Last night I went to the famous soiree blanche in Paris, once a year a huge picnic is organized where everyone needs to bring tables, chairs and food and be dressed in white. The location is secret until last minute, literally. This year it was on pont Alexandre3, it was beautiful and an amazing experience! I was in charge of the food with my friend Melissa, we decided to do an asiatic theme as often it can be eaten cold.
We did asiatic meatballs and vegetable and shrimp nems, must I say it was a success…!
Here is the recipe of my nems
You need this to fill them:
Shrimp, peanuts, carrots, coriander, mint, chili, ruccola salad, cucumber, rice noddles and avocado.
You will need to buy rice paper and put them one by one in hot water so they become soft and you just start filling them like a nem. So easy and feel free to change the vegetables.
A nice sauce is that you mix soy sauce, fresh ginger, sesame oil, lime, garlic and chili.
These nems are very easy to store and are eaten cold. So why not create your own white picnic in the parc……
Normally a Foret Noir, Black Forest cake is not made like this, but as long there is cherries, chocolate and cream, for me it is a Foret Noir.
Here is how I do mine.
Start by doing the dough, mix 250g flour with 125g butter, 1 egg, a spoon of sugar, some salt and vanilla until it becomes like sand, now add half a glass of water and make the dough even. Put in fridge for 1h.
Now put 500g of fresh cherries with a cup of sugar in a pan and cook until it thickens.

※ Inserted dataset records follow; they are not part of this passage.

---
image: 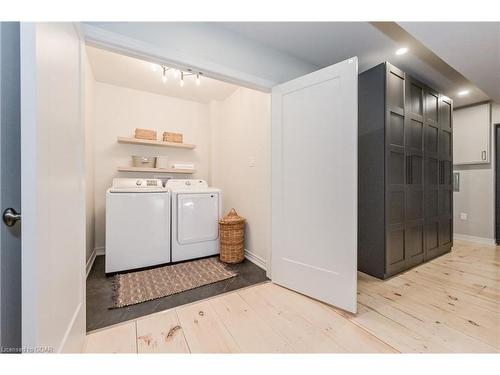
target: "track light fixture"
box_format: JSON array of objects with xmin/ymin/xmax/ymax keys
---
[
  {"xmin": 161, "ymin": 67, "xmax": 167, "ymax": 83},
  {"xmin": 156, "ymin": 64, "xmax": 203, "ymax": 87}
]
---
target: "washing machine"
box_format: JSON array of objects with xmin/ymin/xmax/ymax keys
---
[
  {"xmin": 105, "ymin": 178, "xmax": 171, "ymax": 274},
  {"xmin": 166, "ymin": 179, "xmax": 222, "ymax": 262}
]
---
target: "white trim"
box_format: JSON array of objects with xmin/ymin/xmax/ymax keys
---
[
  {"xmin": 57, "ymin": 303, "xmax": 85, "ymax": 353},
  {"xmin": 453, "ymin": 233, "xmax": 496, "ymax": 246},
  {"xmin": 81, "ymin": 24, "xmax": 277, "ymax": 92},
  {"xmin": 85, "ymin": 249, "xmax": 97, "ymax": 278},
  {"xmin": 245, "ymin": 249, "xmax": 267, "ymax": 271},
  {"xmin": 94, "ymin": 246, "xmax": 106, "ymax": 256}
]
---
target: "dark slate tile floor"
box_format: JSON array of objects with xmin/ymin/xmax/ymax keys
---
[{"xmin": 87, "ymin": 255, "xmax": 268, "ymax": 332}]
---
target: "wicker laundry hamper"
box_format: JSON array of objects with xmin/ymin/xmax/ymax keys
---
[{"xmin": 219, "ymin": 208, "xmax": 245, "ymax": 263}]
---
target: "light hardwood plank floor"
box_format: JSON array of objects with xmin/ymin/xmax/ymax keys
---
[{"xmin": 85, "ymin": 241, "xmax": 500, "ymax": 353}]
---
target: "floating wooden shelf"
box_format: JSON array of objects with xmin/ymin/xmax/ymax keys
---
[
  {"xmin": 118, "ymin": 137, "xmax": 196, "ymax": 149},
  {"xmin": 118, "ymin": 167, "xmax": 196, "ymax": 174}
]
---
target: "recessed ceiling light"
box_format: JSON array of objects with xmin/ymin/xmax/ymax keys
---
[{"xmin": 396, "ymin": 47, "xmax": 408, "ymax": 55}]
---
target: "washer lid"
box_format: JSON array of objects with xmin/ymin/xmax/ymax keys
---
[{"xmin": 109, "ymin": 178, "xmax": 168, "ymax": 193}]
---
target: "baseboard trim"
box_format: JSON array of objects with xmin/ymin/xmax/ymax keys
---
[
  {"xmin": 245, "ymin": 249, "xmax": 267, "ymax": 271},
  {"xmin": 57, "ymin": 303, "xmax": 85, "ymax": 353},
  {"xmin": 85, "ymin": 249, "xmax": 96, "ymax": 277},
  {"xmin": 453, "ymin": 233, "xmax": 496, "ymax": 246}
]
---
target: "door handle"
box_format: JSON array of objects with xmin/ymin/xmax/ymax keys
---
[{"xmin": 2, "ymin": 207, "xmax": 21, "ymax": 227}]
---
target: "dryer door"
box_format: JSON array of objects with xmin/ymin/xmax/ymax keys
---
[{"xmin": 177, "ymin": 193, "xmax": 219, "ymax": 245}]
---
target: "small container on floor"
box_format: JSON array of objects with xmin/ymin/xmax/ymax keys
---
[{"xmin": 219, "ymin": 208, "xmax": 245, "ymax": 263}]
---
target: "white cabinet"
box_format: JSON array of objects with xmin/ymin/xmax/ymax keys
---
[{"xmin": 453, "ymin": 103, "xmax": 491, "ymax": 165}]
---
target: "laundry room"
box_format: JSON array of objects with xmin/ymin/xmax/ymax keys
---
[{"xmin": 82, "ymin": 45, "xmax": 271, "ymax": 331}]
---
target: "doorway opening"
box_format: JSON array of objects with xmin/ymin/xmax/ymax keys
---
[{"xmin": 84, "ymin": 45, "xmax": 271, "ymax": 331}]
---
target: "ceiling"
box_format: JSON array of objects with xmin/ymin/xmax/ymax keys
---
[
  {"xmin": 216, "ymin": 22, "xmax": 494, "ymax": 106},
  {"xmin": 399, "ymin": 22, "xmax": 500, "ymax": 103},
  {"xmin": 87, "ymin": 45, "xmax": 238, "ymax": 103}
]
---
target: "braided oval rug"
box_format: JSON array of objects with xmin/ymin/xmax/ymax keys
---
[{"xmin": 110, "ymin": 257, "xmax": 237, "ymax": 308}]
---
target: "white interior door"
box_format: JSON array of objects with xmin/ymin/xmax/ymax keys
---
[
  {"xmin": 20, "ymin": 23, "xmax": 85, "ymax": 352},
  {"xmin": 271, "ymin": 57, "xmax": 358, "ymax": 312}
]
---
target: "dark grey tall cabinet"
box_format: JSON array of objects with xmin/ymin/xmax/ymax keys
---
[{"xmin": 358, "ymin": 62, "xmax": 453, "ymax": 279}]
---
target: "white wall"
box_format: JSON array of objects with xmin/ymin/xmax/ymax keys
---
[
  {"xmin": 82, "ymin": 48, "xmax": 95, "ymax": 261},
  {"xmin": 210, "ymin": 88, "xmax": 271, "ymax": 263},
  {"xmin": 453, "ymin": 103, "xmax": 500, "ymax": 243},
  {"xmin": 94, "ymin": 82, "xmax": 210, "ymax": 251}
]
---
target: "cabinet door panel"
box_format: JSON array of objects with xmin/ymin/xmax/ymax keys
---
[
  {"xmin": 387, "ymin": 151, "xmax": 405, "ymax": 185},
  {"xmin": 425, "ymin": 189, "xmax": 438, "ymax": 218},
  {"xmin": 408, "ymin": 155, "xmax": 424, "ymax": 185},
  {"xmin": 439, "ymin": 130, "xmax": 452, "ymax": 160},
  {"xmin": 425, "ymin": 158, "xmax": 439, "ymax": 187},
  {"xmin": 425, "ymin": 91, "xmax": 439, "ymax": 124},
  {"xmin": 406, "ymin": 190, "xmax": 423, "ymax": 221},
  {"xmin": 440, "ymin": 99, "xmax": 453, "ymax": 132},
  {"xmin": 410, "ymin": 82, "xmax": 424, "ymax": 116},
  {"xmin": 389, "ymin": 112, "xmax": 404, "ymax": 147},
  {"xmin": 406, "ymin": 119, "xmax": 424, "ymax": 151},
  {"xmin": 405, "ymin": 225, "xmax": 424, "ymax": 266},
  {"xmin": 387, "ymin": 70, "xmax": 405, "ymax": 108},
  {"xmin": 388, "ymin": 191, "xmax": 405, "ymax": 224},
  {"xmin": 424, "ymin": 125, "xmax": 439, "ymax": 155}
]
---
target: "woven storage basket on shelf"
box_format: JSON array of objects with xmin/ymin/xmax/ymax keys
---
[{"xmin": 219, "ymin": 208, "xmax": 245, "ymax": 263}]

Put the dough in a form, either rectangular or round and cook for 30 min, 180C. Cool down.
When the dough is cooled down, add the cherries. Least but not last, melt 100 g of chocolate with 20cl of cream and 2 spoons of butter and put on top of the cherries. Let cool down in the frige a couple of hours and add some whipped cream just before serving. Enjoy…..
Asparagus Salad from great french bistro LOGRE
This weekend I went to LOGRE, which is a very nice traditional french restaurant, using seasonal, quality products with a nice selection of wine. The owner is very friendly and likes to take care of his clients like if they ate dinner at his home. Their speciality is meat (which you know is my weakness….) but they also have nice starters like this asparagus salad. On the picture on the left it is their salad and on the picture on the right it is my version of their salad. I added a poached quail egg and lightened my mayonnaise with battered egg white.

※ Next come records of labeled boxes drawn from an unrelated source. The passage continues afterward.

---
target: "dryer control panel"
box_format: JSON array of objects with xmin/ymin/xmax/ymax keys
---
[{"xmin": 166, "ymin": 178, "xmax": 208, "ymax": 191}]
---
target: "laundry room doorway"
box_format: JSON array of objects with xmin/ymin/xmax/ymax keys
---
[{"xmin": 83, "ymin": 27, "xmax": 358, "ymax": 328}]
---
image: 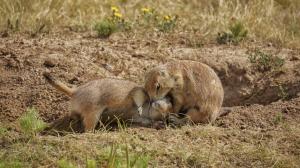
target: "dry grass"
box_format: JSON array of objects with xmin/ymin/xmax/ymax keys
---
[
  {"xmin": 0, "ymin": 124, "xmax": 299, "ymax": 167},
  {"xmin": 0, "ymin": 0, "xmax": 300, "ymax": 47}
]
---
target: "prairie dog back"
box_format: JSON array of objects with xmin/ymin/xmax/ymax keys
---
[
  {"xmin": 44, "ymin": 74, "xmax": 170, "ymax": 131},
  {"xmin": 145, "ymin": 61, "xmax": 224, "ymax": 123}
]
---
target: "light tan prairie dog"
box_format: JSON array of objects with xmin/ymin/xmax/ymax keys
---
[
  {"xmin": 43, "ymin": 73, "xmax": 172, "ymax": 132},
  {"xmin": 145, "ymin": 60, "xmax": 224, "ymax": 124}
]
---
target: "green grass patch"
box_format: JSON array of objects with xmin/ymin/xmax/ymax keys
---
[{"xmin": 19, "ymin": 108, "xmax": 46, "ymax": 135}]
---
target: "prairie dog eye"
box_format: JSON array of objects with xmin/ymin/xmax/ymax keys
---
[{"xmin": 155, "ymin": 83, "xmax": 160, "ymax": 90}]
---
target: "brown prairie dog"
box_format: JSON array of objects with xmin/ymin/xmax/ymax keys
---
[
  {"xmin": 44, "ymin": 73, "xmax": 171, "ymax": 132},
  {"xmin": 145, "ymin": 61, "xmax": 224, "ymax": 124}
]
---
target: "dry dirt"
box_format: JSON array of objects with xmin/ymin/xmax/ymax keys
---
[{"xmin": 0, "ymin": 31, "xmax": 300, "ymax": 167}]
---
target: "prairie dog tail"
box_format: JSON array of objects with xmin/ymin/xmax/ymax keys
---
[{"xmin": 43, "ymin": 72, "xmax": 74, "ymax": 97}]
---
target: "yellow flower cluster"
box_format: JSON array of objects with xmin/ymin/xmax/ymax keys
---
[
  {"xmin": 110, "ymin": 6, "xmax": 123, "ymax": 19},
  {"xmin": 141, "ymin": 8, "xmax": 151, "ymax": 14}
]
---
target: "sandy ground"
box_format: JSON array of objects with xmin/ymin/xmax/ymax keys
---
[{"xmin": 0, "ymin": 32, "xmax": 300, "ymax": 167}]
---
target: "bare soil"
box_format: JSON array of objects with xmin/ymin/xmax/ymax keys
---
[{"xmin": 0, "ymin": 31, "xmax": 300, "ymax": 167}]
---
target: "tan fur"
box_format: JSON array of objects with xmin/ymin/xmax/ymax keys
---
[
  {"xmin": 145, "ymin": 61, "xmax": 224, "ymax": 123},
  {"xmin": 44, "ymin": 73, "xmax": 170, "ymax": 131}
]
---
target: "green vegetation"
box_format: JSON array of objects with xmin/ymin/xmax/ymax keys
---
[
  {"xmin": 94, "ymin": 20, "xmax": 117, "ymax": 38},
  {"xmin": 0, "ymin": 0, "xmax": 300, "ymax": 47},
  {"xmin": 57, "ymin": 159, "xmax": 75, "ymax": 168},
  {"xmin": 248, "ymin": 49, "xmax": 285, "ymax": 72},
  {"xmin": 106, "ymin": 144, "xmax": 150, "ymax": 168},
  {"xmin": 19, "ymin": 108, "xmax": 46, "ymax": 135},
  {"xmin": 217, "ymin": 22, "xmax": 248, "ymax": 44}
]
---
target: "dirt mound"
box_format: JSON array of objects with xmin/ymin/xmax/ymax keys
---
[{"xmin": 0, "ymin": 32, "xmax": 300, "ymax": 121}]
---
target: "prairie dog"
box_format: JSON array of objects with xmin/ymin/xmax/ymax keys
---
[
  {"xmin": 145, "ymin": 60, "xmax": 224, "ymax": 124},
  {"xmin": 43, "ymin": 73, "xmax": 171, "ymax": 132}
]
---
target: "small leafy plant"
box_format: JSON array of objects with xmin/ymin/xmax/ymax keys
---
[
  {"xmin": 217, "ymin": 21, "xmax": 248, "ymax": 45},
  {"xmin": 248, "ymin": 49, "xmax": 285, "ymax": 72},
  {"xmin": 94, "ymin": 6, "xmax": 131, "ymax": 38},
  {"xmin": 19, "ymin": 108, "xmax": 46, "ymax": 135},
  {"xmin": 158, "ymin": 15, "xmax": 178, "ymax": 32},
  {"xmin": 57, "ymin": 159, "xmax": 75, "ymax": 168},
  {"xmin": 106, "ymin": 144, "xmax": 150, "ymax": 168},
  {"xmin": 94, "ymin": 19, "xmax": 117, "ymax": 38}
]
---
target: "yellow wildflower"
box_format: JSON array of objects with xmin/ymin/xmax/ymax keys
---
[
  {"xmin": 110, "ymin": 6, "xmax": 119, "ymax": 13},
  {"xmin": 164, "ymin": 15, "xmax": 171, "ymax": 21},
  {"xmin": 141, "ymin": 8, "xmax": 150, "ymax": 13},
  {"xmin": 114, "ymin": 12, "xmax": 123, "ymax": 18}
]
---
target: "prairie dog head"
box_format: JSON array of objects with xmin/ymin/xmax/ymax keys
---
[
  {"xmin": 149, "ymin": 98, "xmax": 172, "ymax": 120},
  {"xmin": 145, "ymin": 67, "xmax": 183, "ymax": 101},
  {"xmin": 145, "ymin": 68, "xmax": 175, "ymax": 101}
]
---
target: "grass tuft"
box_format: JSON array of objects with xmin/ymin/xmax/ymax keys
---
[
  {"xmin": 57, "ymin": 159, "xmax": 75, "ymax": 168},
  {"xmin": 94, "ymin": 19, "xmax": 117, "ymax": 38},
  {"xmin": 217, "ymin": 22, "xmax": 248, "ymax": 45},
  {"xmin": 248, "ymin": 49, "xmax": 285, "ymax": 72},
  {"xmin": 19, "ymin": 108, "xmax": 46, "ymax": 135}
]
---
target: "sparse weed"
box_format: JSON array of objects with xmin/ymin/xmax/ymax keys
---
[
  {"xmin": 86, "ymin": 159, "xmax": 97, "ymax": 168},
  {"xmin": 57, "ymin": 159, "xmax": 75, "ymax": 168},
  {"xmin": 0, "ymin": 160, "xmax": 24, "ymax": 168},
  {"xmin": 158, "ymin": 15, "xmax": 178, "ymax": 32},
  {"xmin": 273, "ymin": 112, "xmax": 284, "ymax": 125},
  {"xmin": 94, "ymin": 19, "xmax": 117, "ymax": 38},
  {"xmin": 217, "ymin": 21, "xmax": 248, "ymax": 45},
  {"xmin": 278, "ymin": 84, "xmax": 289, "ymax": 100},
  {"xmin": 19, "ymin": 108, "xmax": 46, "ymax": 135},
  {"xmin": 248, "ymin": 49, "xmax": 285, "ymax": 72},
  {"xmin": 94, "ymin": 6, "xmax": 131, "ymax": 38},
  {"xmin": 137, "ymin": 7, "xmax": 158, "ymax": 28},
  {"xmin": 107, "ymin": 144, "xmax": 150, "ymax": 168}
]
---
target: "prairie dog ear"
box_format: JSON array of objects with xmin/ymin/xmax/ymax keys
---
[
  {"xmin": 173, "ymin": 73, "xmax": 184, "ymax": 88},
  {"xmin": 158, "ymin": 69, "xmax": 168, "ymax": 77},
  {"xmin": 130, "ymin": 87, "xmax": 150, "ymax": 107}
]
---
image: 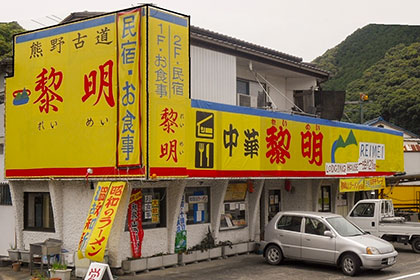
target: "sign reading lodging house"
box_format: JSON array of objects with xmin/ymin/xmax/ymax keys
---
[{"xmin": 5, "ymin": 5, "xmax": 404, "ymax": 178}]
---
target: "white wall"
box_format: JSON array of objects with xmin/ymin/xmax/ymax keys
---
[
  {"xmin": 191, "ymin": 46, "xmax": 236, "ymax": 105},
  {"xmin": 0, "ymin": 205, "xmax": 15, "ymax": 256}
]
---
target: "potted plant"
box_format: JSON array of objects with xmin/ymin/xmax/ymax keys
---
[
  {"xmin": 7, "ymin": 244, "xmax": 20, "ymax": 262},
  {"xmin": 49, "ymin": 262, "xmax": 71, "ymax": 280},
  {"xmin": 12, "ymin": 262, "xmax": 22, "ymax": 272},
  {"xmin": 31, "ymin": 271, "xmax": 48, "ymax": 280},
  {"xmin": 19, "ymin": 245, "xmax": 30, "ymax": 263}
]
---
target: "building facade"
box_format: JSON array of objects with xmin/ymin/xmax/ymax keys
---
[{"xmin": 6, "ymin": 5, "xmax": 403, "ymax": 272}]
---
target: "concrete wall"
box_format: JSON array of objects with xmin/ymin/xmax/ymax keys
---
[
  {"xmin": 11, "ymin": 179, "xmax": 342, "ymax": 267},
  {"xmin": 0, "ymin": 205, "xmax": 15, "ymax": 256},
  {"xmin": 191, "ymin": 46, "xmax": 236, "ymax": 105}
]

Here is the recipe of my version
8 green asparagus
4 quail eggs
1 big tomato
4 slices of bacon
1 egg white
For my mayo
1 egg yolk
1 spoon of mustard
Start by doing my lemon mayo, batter 1 egg yolk with one spoon of mustard for 3 min, now add the oil little by little until you get a mayonnaise. Add a bit of lemon juice, salt and pepper.
Now cook the asparagus just enough for them to stay crunchy, about 4 min in salted water. Peel the tomato and cut in small pieces. Poach the quail eggs for about 1 min in vinegar water. Grill the bacon until crisp.
Just before dressing the plate, add one battered egg white to the mayo to make it light and fluffy.
Thank you LOGRE for this idea for a starter.
Last sunday I cooked a sunday meal with season Asperge Mousseline for starter, lapin bourginion for main and my classic lemon tarts for dessert. I love cooking on sundays, all day long…..
So for the recipes, search for bourguignon on my blog on page 9 and you will find a previous recipe I did, just change the beef to a whole rabbit. For the tart, search for lemon and you will find the recipe on my blog.
This is a healthy and seasonal recipe I love.
Steam some asparagus and let cool. If you have no steamer, then cook the asparagus with the ends out of the water, like that the ends of the asparagus will just steam as they are more fragile. Let them cool down.
Prepare the mousseline by doing my mayonnaise, search for mayonnaise on my blog, then whip eggwhites until they become a mousse. Now add the mayo in that. Voila, the perfect mousseline! Now serve like I did on the picture by wrapping the asparagus in chives and put the mousseline on the plate before adding the asparagus, dont forget to salt and pepper.